После этого скоротечного боя наши казаки, удивленные и восхищенные быстротой и меткостью огня, прониклись нескрываемым уважением «к солдатской батарее», а мы, офицеры-казаки, стали подлинными кунаками с их офицерами.
Эта батарея была переброшена на Кавказ с Западного фронта. Уже опытные в боях, офицеры и солдаты ее имели многие боевые ордена, а вахмистр батареи, подпрапорщик, — три Георгиевских креста.
Истинные друзья познаются только на поле брани! Араратский отряд разными дорогами устремился в богатую и обширную долину Аббата.
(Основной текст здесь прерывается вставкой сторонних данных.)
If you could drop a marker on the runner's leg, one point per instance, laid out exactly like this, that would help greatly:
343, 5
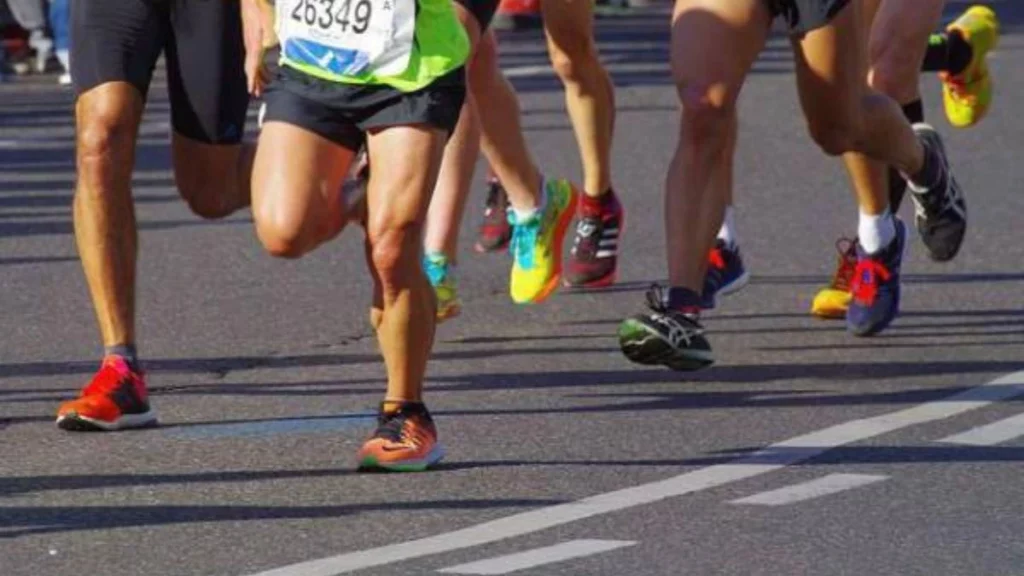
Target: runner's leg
714, 45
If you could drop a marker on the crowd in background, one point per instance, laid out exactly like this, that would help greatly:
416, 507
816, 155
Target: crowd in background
35, 37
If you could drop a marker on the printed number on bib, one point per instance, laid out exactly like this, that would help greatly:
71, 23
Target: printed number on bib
348, 37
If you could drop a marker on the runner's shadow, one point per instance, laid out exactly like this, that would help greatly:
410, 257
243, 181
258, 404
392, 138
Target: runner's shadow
24, 521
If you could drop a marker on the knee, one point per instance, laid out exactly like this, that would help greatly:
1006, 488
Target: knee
105, 135
709, 113
891, 72
394, 254
282, 235
573, 58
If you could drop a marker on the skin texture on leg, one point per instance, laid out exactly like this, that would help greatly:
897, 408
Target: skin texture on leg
589, 91
897, 33
107, 125
714, 45
843, 113
458, 166
501, 127
296, 183
404, 310
214, 179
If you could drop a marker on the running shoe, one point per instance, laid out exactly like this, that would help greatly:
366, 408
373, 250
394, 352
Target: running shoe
670, 337
726, 274
969, 94
833, 301
594, 259
404, 441
876, 288
495, 231
537, 244
114, 400
941, 209
440, 273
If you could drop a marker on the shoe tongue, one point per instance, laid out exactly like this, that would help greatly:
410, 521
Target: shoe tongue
117, 363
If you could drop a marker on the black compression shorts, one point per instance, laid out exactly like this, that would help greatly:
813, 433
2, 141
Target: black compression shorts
121, 41
482, 10
343, 113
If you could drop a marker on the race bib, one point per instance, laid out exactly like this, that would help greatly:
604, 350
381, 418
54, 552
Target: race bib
348, 37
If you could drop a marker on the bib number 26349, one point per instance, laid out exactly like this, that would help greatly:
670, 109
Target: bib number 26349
348, 37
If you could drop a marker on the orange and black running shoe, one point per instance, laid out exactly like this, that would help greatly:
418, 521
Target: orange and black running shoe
114, 400
406, 440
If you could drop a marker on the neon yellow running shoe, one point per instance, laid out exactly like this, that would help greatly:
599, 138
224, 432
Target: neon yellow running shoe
440, 273
537, 244
968, 94
833, 300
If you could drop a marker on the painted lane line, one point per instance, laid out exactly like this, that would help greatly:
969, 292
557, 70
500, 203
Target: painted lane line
539, 557
990, 435
824, 486
771, 458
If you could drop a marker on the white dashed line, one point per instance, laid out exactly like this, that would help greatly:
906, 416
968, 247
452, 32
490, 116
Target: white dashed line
990, 435
539, 557
773, 457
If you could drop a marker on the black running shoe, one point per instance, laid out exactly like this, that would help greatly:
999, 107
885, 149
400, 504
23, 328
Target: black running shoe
495, 230
670, 337
941, 209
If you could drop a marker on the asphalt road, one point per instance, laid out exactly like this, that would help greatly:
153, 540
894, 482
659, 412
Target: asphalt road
803, 451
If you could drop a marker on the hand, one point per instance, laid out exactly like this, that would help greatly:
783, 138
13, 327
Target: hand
257, 25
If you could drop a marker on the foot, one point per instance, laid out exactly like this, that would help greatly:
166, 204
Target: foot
404, 441
594, 258
667, 336
968, 95
941, 209
726, 274
537, 244
876, 287
495, 231
833, 300
115, 399
440, 273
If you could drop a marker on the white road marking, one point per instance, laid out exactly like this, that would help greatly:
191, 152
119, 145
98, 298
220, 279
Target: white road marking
990, 435
832, 484
538, 557
768, 459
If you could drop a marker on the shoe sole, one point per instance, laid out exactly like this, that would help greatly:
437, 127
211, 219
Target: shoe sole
373, 464
644, 346
77, 422
561, 227
887, 321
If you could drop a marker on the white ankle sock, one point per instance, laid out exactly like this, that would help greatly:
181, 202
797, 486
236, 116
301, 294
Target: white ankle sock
727, 233
876, 232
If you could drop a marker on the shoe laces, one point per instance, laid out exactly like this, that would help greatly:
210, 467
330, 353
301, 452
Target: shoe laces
496, 203
524, 237
399, 427
865, 280
108, 378
847, 263
436, 269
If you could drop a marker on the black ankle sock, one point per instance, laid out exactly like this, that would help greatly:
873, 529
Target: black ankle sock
126, 352
914, 112
947, 52
684, 300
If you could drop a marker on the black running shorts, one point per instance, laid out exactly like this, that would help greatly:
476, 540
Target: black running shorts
482, 10
804, 15
121, 41
343, 113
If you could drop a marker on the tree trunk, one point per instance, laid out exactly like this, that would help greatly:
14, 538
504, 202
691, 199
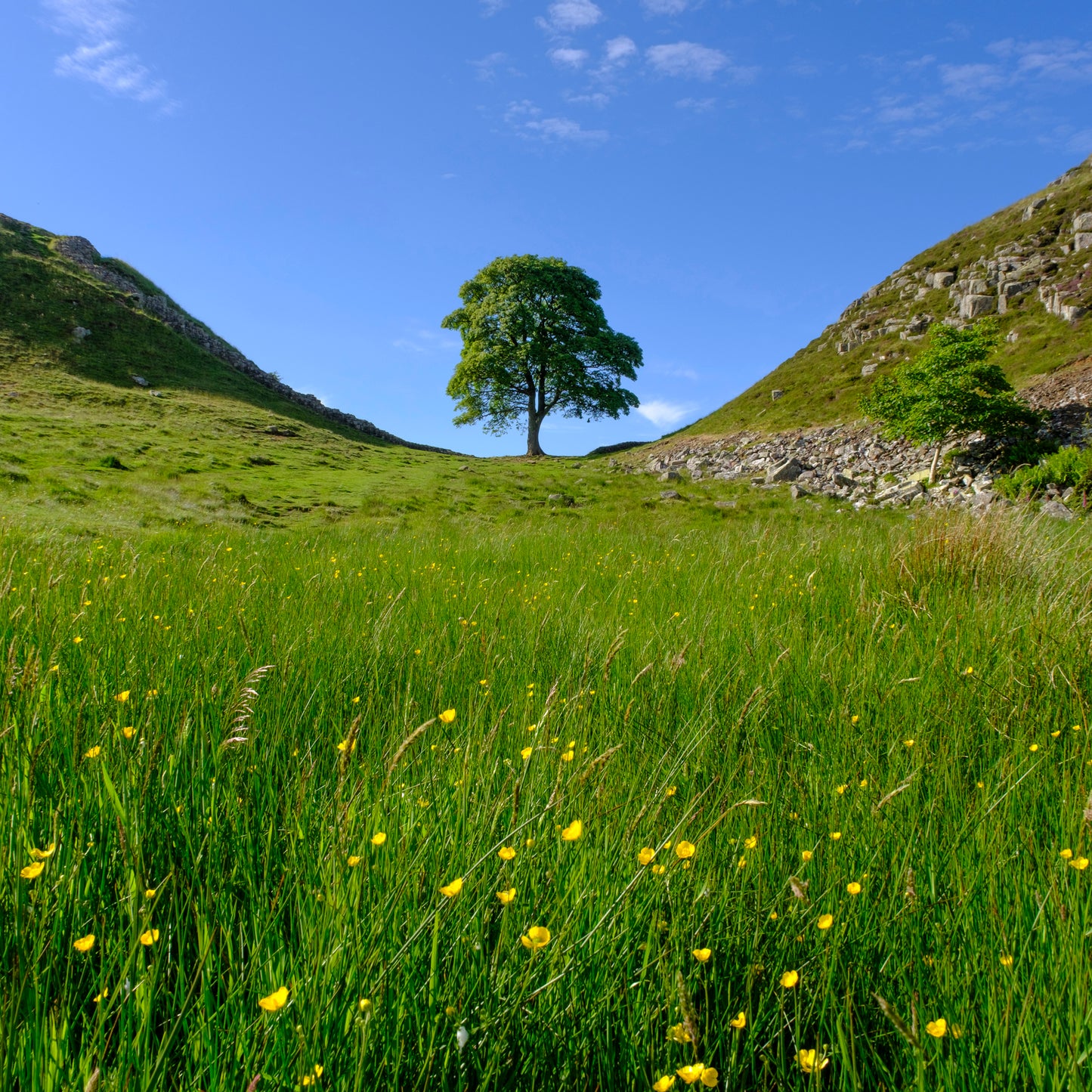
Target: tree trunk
933, 469
534, 422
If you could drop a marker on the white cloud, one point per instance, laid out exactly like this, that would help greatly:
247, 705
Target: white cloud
568, 58
698, 105
687, 59
663, 414
572, 14
665, 7
527, 120
101, 57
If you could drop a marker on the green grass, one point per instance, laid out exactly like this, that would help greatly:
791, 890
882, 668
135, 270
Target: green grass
812, 665
824, 388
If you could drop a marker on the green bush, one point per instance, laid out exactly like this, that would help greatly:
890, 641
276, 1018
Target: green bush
1067, 466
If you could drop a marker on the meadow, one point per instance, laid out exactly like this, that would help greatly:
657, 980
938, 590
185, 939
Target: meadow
753, 804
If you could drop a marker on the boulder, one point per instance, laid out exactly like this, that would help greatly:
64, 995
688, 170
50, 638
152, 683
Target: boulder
1056, 510
974, 306
789, 470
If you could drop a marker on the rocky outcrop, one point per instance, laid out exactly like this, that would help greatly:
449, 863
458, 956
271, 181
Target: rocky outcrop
83, 253
858, 466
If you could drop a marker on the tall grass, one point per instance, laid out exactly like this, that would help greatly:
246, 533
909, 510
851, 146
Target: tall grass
210, 735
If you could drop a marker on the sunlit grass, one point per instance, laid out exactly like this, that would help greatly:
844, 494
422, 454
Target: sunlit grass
566, 809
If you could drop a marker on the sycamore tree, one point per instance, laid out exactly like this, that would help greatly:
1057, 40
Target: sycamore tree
535, 341
951, 388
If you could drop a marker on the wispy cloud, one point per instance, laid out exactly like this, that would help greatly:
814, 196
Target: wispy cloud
527, 120
663, 414
924, 101
692, 61
566, 57
571, 15
101, 57
698, 105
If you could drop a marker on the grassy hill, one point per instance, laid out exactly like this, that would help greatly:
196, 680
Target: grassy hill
1029, 247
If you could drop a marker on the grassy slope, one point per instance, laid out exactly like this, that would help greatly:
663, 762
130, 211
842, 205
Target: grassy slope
824, 388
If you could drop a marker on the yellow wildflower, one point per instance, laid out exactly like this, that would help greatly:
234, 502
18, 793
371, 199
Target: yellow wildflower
537, 937
691, 1074
275, 1001
812, 1060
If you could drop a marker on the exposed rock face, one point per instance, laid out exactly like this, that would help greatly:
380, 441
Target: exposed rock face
80, 252
858, 466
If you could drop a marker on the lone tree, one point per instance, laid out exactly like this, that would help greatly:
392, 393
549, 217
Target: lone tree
949, 389
535, 340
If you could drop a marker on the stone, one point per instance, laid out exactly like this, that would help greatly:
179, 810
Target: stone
1056, 510
789, 470
976, 306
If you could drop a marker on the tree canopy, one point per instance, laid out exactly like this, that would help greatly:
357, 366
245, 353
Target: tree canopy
949, 388
535, 341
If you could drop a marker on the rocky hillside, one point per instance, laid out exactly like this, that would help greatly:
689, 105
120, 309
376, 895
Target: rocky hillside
1029, 264
64, 306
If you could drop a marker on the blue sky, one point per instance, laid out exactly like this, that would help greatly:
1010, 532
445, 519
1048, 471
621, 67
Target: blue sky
316, 181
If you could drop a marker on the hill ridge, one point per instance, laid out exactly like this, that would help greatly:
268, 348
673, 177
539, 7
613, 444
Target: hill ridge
152, 301
1028, 264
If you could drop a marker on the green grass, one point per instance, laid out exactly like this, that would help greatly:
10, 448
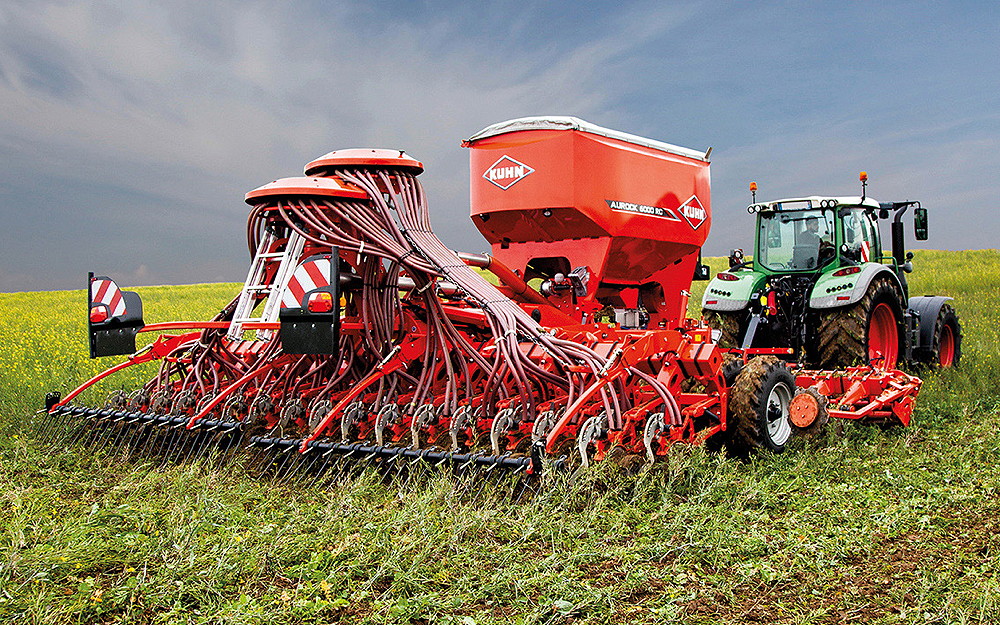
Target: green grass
862, 526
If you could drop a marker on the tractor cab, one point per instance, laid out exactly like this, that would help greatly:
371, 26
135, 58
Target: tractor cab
815, 234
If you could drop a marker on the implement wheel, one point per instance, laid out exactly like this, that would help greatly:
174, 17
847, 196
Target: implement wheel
869, 332
728, 323
946, 349
758, 407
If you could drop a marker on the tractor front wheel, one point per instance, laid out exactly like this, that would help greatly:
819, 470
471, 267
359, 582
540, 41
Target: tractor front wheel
758, 407
869, 332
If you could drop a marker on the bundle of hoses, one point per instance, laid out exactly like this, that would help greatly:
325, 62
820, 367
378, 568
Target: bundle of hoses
390, 233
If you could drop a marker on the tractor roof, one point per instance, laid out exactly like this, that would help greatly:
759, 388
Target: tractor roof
813, 201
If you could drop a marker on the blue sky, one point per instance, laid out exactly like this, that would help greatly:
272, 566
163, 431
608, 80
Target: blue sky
130, 131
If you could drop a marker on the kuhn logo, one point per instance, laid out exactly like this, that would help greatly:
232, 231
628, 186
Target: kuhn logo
693, 212
506, 171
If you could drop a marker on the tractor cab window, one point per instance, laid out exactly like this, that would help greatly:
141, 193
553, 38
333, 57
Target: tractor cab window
796, 240
860, 237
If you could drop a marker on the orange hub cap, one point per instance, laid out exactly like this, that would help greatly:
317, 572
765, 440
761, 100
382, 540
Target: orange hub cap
803, 410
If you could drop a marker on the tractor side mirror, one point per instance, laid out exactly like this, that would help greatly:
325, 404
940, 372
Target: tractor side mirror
920, 223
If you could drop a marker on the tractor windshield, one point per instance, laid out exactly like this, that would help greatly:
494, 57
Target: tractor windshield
795, 240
Оставив далеко позади себя снеговой хребет, мы вошли в роскошное травяное поле. Переменился климат. Мы были приятно удивлены таким резким переходом от зимы к настоящей весне. А еще только вчера зябли мокрыми на своем сплошь каменистом биваке, а третьего и четвертого дня буквально мерзли на перевале в снегу в жестокий мороз, да еще с вьюгой. А тут — словно рай божий для всего живущего. Трава выше колен лошади. Дивные ручьи. Масса дикой птицы.
Настроение сразу же поднялось. Широкой рысью, словно на маневрах, полк быстро движется на юг. Авангардная 4-я сотня есаула Калугина, 50-летнего маститого кавказца, вьется по дороге далеко впереди полка… В центре долины видим село и в нем — какое-то конное движение. Мигузов бросает туда взвод казаков. Свалившись в низину, сразу же потонули в мягкой молодой сочной траве по животы лошадей. Взвод казаков широким наметом летит прямо на село. А наш полк, поднимая молодую весеннюю пыль, своей мощью в 800 шашек, все тою же широкой рысью шел вперед, вперед-Где там курдам остановить нас, кавказцев первоочередного полка, в котором самому старшему возрасту казаков шел 26 год от рождения, а самому молодому — 23-й.
Без патронов, мы на шашки,
Каждый против десяти… —
недаром поет наш полк любимую ермоловскую песню.
Из села выскочили десятка два конных курдов и в беспорядке широким наметом понеслись на юг. Мы вскочили в село. Оно оказалось армянским. В нем — только женщины и дети. Все они не плачут, а воют по-звериному и крестятся, приговаривая:
— Кристин!.. Кристин!.. Ирмян кристин!
Ничего не понять от них о событиях, происшедших в селе. Жестом руки успокаиваю их. Восточный мир податлив. И верующий во что-то Высшее, фатально верующий. Сняв папаху и перекрестившись, я этим показал им, что они находятся теперь под защитой русского оружия. И не задерживаясь — наметом — двинулись на юг. А через версту, у ручейка, видим до десятка армянских трупов. Теперь нам стала ясна причина рыданий и скрежета зубов женщин в селе. Все трупы еще свежи. У всех позади связаны руки. И все с перерезанным горлом. Одежда подожжена и еще тлела. Все молодые парни с чуть пробивавшимися черными усиками. Картина жуткая. Казаки молча смотрели на них. И для них, как христиан, лик войны менялся. Они возненавидели курдов и жаждали мщения.